Sul Politeama sono poi intervenuti nuovamente l'Amministrazione, con l'Assessore Luca Nannipieri e il Capo dell'Ufficio di Gabinetto Lorenzo Gasperini. “Sono vicino a tutti gli artisti che, con creatività, professionismo e fatica, - spiega Nannipieri, Assessore alla Cultura- hanno lavorato o lavoreranno alla Città del Teatro. Ma una cosa deve esser chiara: non sopporteremo più il degrado delle strutture e degli ambienti che la passata gestione ha lasciato a noi, come dimostrano le foto che ho postato su Facebook e che mostrano un tendone da circo immerso in un contesto di evidente incuria, un antro con congelatori rotti per gelati lasciati lì per lungo tempo, camper e macchine inutilizzate e lasciate senza cura negli spazi larghi della cittadella, intonaci di pareti che si sgretolano, rovi ed erbacce ovunque. Immagini come queste sono incompatibili con una struttura plurifinanziata da Comune, Regione, Ministero, com'è la Città del Teatro.

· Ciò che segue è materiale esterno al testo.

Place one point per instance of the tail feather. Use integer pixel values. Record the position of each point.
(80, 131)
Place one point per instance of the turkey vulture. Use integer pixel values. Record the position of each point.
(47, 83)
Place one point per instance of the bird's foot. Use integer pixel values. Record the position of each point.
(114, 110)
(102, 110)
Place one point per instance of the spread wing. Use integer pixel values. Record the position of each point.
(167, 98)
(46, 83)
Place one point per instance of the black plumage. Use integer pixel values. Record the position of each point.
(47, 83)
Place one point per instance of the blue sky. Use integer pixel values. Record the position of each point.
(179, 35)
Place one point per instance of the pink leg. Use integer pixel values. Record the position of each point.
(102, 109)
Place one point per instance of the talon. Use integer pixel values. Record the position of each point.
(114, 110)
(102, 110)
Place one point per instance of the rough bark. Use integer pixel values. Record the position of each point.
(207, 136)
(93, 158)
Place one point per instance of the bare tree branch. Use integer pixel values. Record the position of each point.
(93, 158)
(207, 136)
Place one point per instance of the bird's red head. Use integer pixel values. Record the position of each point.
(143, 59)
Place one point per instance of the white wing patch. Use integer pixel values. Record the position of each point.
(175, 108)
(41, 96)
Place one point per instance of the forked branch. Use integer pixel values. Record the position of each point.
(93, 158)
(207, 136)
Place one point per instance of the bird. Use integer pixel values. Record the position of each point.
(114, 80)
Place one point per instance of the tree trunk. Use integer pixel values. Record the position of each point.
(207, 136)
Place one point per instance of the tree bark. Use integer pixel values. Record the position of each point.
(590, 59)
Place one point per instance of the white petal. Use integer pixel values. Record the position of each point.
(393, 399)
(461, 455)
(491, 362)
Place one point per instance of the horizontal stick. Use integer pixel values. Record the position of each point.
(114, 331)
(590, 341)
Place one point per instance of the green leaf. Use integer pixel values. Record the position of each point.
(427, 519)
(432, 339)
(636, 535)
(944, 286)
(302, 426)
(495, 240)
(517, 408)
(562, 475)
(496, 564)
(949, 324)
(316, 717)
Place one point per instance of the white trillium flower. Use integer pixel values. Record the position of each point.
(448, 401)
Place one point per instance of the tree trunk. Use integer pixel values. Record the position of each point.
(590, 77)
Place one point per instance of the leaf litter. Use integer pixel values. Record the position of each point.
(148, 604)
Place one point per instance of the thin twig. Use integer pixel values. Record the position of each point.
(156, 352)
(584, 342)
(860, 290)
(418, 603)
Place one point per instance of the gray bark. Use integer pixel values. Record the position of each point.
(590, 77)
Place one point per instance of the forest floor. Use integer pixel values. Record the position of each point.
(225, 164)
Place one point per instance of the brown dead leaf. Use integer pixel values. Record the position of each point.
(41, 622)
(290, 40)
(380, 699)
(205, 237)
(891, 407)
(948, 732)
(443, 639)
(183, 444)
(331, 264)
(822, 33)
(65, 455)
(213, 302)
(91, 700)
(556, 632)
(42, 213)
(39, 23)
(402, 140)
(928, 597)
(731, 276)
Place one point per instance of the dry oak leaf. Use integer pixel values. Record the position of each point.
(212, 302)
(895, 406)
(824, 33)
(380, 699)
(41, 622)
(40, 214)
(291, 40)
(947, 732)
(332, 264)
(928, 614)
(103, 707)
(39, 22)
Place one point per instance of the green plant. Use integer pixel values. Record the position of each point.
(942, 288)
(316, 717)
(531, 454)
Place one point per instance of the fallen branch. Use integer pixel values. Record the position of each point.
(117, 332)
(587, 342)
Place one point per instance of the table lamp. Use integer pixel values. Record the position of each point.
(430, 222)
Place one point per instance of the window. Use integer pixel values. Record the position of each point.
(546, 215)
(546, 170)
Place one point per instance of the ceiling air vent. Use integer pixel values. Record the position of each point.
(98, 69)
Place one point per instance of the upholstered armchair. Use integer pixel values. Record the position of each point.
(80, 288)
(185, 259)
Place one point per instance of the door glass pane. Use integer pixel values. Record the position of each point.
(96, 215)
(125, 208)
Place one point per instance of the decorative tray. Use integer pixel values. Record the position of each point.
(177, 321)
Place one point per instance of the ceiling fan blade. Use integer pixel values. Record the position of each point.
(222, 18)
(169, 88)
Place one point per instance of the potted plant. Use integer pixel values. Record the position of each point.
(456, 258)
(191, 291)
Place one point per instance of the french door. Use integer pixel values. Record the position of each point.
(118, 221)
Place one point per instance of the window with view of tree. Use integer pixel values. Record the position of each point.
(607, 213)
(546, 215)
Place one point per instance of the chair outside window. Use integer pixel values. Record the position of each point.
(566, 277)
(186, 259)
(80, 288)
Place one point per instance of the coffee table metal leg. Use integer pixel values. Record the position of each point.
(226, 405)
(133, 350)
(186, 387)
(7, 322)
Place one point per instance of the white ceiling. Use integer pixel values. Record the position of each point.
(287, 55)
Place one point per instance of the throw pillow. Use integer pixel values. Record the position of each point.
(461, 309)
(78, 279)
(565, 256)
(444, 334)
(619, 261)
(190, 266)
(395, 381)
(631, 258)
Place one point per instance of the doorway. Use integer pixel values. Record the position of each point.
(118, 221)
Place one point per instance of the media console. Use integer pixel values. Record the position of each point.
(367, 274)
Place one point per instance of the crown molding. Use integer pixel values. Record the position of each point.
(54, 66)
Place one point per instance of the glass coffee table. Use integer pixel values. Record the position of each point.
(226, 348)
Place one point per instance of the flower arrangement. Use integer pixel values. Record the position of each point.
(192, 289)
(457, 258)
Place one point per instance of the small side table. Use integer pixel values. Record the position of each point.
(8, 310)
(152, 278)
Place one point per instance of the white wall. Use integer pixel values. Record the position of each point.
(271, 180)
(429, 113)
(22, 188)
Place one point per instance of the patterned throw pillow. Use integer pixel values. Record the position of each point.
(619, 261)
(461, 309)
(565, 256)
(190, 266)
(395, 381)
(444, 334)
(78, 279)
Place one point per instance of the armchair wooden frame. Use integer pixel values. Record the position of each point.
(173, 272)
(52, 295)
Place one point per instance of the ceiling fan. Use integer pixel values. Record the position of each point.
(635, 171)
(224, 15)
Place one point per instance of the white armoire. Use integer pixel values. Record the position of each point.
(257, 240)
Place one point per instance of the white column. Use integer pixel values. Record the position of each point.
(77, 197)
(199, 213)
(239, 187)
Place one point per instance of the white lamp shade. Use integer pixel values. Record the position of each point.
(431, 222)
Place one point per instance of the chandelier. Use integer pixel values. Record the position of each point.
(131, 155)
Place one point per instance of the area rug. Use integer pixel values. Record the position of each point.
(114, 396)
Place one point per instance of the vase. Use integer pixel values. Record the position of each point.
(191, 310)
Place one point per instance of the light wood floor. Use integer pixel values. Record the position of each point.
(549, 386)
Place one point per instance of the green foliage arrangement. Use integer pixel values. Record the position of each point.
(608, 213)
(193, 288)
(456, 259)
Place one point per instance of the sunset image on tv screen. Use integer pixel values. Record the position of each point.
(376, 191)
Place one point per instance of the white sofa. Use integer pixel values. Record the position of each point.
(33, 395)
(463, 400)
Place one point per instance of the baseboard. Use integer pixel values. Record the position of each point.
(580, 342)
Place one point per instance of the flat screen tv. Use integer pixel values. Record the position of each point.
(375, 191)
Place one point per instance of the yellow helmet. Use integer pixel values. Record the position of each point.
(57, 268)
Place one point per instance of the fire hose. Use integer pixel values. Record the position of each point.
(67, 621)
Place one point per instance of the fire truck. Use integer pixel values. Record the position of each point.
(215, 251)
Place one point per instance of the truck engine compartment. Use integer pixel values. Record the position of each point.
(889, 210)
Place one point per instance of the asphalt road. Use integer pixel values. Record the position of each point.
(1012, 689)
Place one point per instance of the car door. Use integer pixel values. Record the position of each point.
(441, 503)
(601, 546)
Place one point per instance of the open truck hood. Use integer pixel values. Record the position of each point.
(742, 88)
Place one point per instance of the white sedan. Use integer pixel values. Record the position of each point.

E non possiamo permettere che così prosegua ancora, nel silenzio. L'arte è bellezza: come può esserci una città dell'arte e della bellezza in un posto così mal curato?”. E conclude: “Sono convinto che, oltre a rivedere la gestione economica, aziendale e culturale, serva l'impegno di tutti per far rinascere questo luogo che tanto amiamo”. 

Lorenzo Gasperini, Capo dell'Ufficio di Gabinetto, interviene invece nel merito della programmazione: “La proposta teatrale di questi anni è stata inficiata da una forte degenerazione ideologica, del resto nemmeno troppo nascosta; basta visitare il sito del Politeama -Fondazione Sipario- per incontrare un bel 'car* spettator*', secondo la peggiore variante, oggi in voga, del nichilismo, quella per cui non si nasce né maschi né femmine, né bambini né bambine, essendo l'identità sessuale una imposizione della società, dunque da smantellare. La cosa oltre che tragica è ridicola, motivo per cui il sito verrà prontamente rivisto: col denaro pubblico non si finanziano le fissazioni di pochi. 

Leggiamo sulla stampa odierna dell'attacco del PD al Presidente Buscemi, ritenendo che l'idea di fare teatro classico sia incompatibile con la vocazione del Politeama a proporsi all'infanzia e alla gioventù. Posto che Shakespeare è più gradevole di tante vaghe sperimentazioni anche per un cuore di 16 anni, apprendiamo con dolore che per il PD la proposta da fare ai ragazzi sia per esempio quella andata in scena il 18 e 19 marzo 2016 di uno spettacolo di cui si legge, negli stessi volantini prodotti e pagati dal Politeama, 'Alex è un bambino-bambina; i giorni pari è maschio e i dispari è femmina'. Non crediamo che i genitori dei nostri ragazzi meritino di veder giocare qualche sinistro adulto sulla pelle della maturazione affettiva e sessuale dei propri figli, ostacolandone la crescita come uomini e donne sani. Sinceramente, meglio Shakespeare, come proposto da Andrea Buscemi. Con buona pace dei consiglier* del PD”.